Insulin detemir (detemir) has previously been shown to be associated with lower within-subject variability compared with other basal insulin preparations in adults with type 1 diabetes mellitus (T1DM). This randomized, double-blind, crossover trial compared the within-subject variability of detemir and insulin glargine (glargine) in pharmacokinetic properties in children and adolescents with T1DM. The trial enrolled 32 children and adolescents (19 girls and 13 boys; mean +/- SD: age 13 +/- 2.5 yr and T1DM duration 6.3 +/- 3.0 yr) with a hemoglobin A1c (HbA1c) of 7.9 +/- 1.0%. Participants were randomized to a specific treatment sequence in which a dose of 0.4 U/kg of detemir and glargine was injected subcutaneously 24 h apart at each of two dosing visits.

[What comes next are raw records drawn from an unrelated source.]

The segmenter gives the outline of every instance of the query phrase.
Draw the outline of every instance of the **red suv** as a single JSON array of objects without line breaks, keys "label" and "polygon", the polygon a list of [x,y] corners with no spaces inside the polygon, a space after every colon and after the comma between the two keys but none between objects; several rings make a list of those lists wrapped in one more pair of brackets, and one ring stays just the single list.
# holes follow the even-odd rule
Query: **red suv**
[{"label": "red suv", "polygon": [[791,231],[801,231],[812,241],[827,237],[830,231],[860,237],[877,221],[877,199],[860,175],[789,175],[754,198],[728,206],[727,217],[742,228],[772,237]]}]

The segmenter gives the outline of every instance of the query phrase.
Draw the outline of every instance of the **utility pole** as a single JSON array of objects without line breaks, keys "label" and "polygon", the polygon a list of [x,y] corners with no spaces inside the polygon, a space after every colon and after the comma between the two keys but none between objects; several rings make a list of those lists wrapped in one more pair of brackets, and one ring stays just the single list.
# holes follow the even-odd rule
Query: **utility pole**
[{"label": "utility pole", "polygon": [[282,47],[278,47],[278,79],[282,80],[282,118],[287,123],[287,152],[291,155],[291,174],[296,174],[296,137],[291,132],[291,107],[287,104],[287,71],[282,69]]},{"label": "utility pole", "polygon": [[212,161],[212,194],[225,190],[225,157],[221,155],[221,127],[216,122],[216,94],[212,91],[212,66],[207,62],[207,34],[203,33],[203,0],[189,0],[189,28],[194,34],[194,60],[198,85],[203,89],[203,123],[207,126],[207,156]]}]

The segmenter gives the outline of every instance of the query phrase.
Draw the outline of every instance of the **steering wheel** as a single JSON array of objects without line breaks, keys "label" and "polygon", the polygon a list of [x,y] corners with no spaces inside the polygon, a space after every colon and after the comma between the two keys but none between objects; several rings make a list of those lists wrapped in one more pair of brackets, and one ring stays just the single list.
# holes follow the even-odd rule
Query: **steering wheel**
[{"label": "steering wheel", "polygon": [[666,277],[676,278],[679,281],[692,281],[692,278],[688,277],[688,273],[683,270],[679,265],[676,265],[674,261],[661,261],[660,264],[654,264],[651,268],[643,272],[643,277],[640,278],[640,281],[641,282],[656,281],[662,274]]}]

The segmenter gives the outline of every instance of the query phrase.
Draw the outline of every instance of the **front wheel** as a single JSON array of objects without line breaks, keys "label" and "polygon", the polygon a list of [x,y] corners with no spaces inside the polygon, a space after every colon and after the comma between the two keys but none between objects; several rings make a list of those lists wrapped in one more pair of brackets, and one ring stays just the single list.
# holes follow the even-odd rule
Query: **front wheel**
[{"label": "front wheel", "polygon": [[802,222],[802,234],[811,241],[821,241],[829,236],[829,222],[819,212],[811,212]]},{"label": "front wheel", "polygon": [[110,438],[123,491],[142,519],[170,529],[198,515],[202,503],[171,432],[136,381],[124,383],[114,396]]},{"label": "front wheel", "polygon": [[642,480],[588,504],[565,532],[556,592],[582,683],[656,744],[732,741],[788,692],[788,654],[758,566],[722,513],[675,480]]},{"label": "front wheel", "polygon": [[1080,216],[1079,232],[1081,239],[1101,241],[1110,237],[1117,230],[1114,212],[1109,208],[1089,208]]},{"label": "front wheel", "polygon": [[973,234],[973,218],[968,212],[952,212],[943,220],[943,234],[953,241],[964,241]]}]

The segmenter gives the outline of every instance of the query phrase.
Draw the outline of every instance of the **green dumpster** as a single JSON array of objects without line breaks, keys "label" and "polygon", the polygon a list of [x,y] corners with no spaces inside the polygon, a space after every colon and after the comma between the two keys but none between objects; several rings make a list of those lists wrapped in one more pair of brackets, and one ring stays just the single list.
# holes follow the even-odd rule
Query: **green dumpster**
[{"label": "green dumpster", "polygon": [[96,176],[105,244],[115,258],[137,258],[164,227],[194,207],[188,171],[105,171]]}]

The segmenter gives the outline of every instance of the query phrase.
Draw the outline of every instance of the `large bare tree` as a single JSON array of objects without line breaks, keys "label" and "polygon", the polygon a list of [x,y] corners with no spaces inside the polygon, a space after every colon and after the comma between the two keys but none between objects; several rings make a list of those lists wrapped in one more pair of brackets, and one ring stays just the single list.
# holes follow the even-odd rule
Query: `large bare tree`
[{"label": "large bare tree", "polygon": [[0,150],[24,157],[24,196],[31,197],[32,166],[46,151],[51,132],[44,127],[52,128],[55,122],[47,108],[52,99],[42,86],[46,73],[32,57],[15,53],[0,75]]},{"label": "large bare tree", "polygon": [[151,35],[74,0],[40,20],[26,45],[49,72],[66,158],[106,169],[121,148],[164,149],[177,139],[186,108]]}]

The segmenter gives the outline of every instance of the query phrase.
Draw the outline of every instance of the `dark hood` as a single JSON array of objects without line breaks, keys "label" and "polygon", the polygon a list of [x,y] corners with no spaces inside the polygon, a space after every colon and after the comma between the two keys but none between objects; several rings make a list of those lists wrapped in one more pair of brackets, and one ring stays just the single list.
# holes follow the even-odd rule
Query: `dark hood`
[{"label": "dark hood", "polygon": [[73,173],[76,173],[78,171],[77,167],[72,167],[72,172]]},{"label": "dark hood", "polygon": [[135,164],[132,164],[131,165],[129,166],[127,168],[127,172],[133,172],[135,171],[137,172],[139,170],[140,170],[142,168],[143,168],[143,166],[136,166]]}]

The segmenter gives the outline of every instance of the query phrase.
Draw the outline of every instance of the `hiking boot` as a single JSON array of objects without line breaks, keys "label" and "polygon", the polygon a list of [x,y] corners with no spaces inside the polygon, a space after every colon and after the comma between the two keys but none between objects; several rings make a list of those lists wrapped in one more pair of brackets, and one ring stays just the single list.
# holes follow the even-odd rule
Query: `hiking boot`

Insulin concentrations were measured at frequent intervals for a period of 16-h post-dosing. Detemir showed statistically significantly less within-subject variability compared with glargine with a 3.1-fold and 2.9-fold lower coefficient of variation (CV, %) for the area under the concentration-time curve [AUC((0-16) (h))] and the maximum concentration (C(max)), respectively. Separate analyses demonstrated a 2.5-fold and 2.9-fold lower CV (%) with detemir in children (8-12 yr) and a 4-fold and 3.8-fold lower CV (%) with detemir in adolescents (13-17 yr). No safety concerns were raised during the trial. In conclusion, within-subject variability in pharmacokinetic properties was significantly lower for detemir than for glargine in children and adolescents with T1DM. This indicates a less variable absorption with detemir, which is expected to be associated with a more predictable therapeutic effect also in this population.